We show through several examples for a wide range of fluid systems that a black-oil PVT model is insufficient to properly model the gas-based Huff-n-Puff (HnP) process. This is done by comparing the predicted recovery performance when using a black-oil model, to that of using a compositional model, where we assume the “correct” performance is predicted by the latter.
Fluid Model Considerations
We emphasize the need for the two fluid models to be consistent to have an “apple-to-apple” comparison of the simulation results. We argue that this is achieved by generating the black-oil PVT tables using the same EOS as is used for the compositional model. We also discuss the need for extrapolating the black-oil PVT table to a critical mixture when modeling gas-based EOR. Fig. 1 shows an example of the solution GOR versus saturation pressure for one of the fluid systems (black-oil) studied in the paper. The solid red and green lines represent the part of the black-oil PVT table coming from the “traditional” way of creating a black-oil PVT table (i.e. depleting the initial reservoir composition using some depletion experiment, e.g. a CCE test). The dashed lines represent the extrapolated part of the table, in which the initial reservoir fluid has been swelled to a critical mixture. The swelling of the initial reservoir fluid “closes” the GOR gap (500 to ~36350 scf/STB) that is missing in the lower part of the black-oil table. This will remove any numerical issues of modeling a gas-injection process for which a large range of GORs are expected in the model.

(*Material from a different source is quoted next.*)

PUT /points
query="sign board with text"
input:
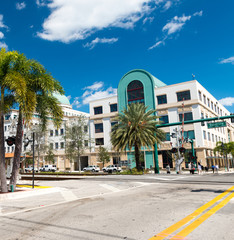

|Fig. 1—Solution gas/oil ratio and inverse solution oil/gas ratio versus saturation pressure for the BO fluid system|
Huff-n-Puff—Black-Oil and Compositional
The Huff-n-Puff (HnP) process was modeled using five different fluid systems ranging from black oil to gas condensate. The reservoir model consists of a hydraulic fracture, with a surrounding shattered volume represented by a dual-porosity formulation. We believe the shattered volume to be the contributing region to recovery by the HnP process. Therefore, we study in detail the production behavior for a single dual-porosity grid block, in addition to the full reservoir model. Fig. 2 shows the resulting recovery profile from the case of an initially undersaturated volatile oil (Rsi = 2000 scf/STB) for the black-oil and compositional fluid models. We see that the black-oil model overpredicts the recovery, a result we saw consistently in all cases.
From the study on a single dual-porosity block, we found that there are two main reasons for why the black-oil PVT model overpredicts the oil recovery for the HnP process:
1) Underprediction of the saturation pressure of the reservoir-fluid/injection-gas mixture.
2) Overprediction of the injection gas’ ability to vaporize and retain the oil in solution.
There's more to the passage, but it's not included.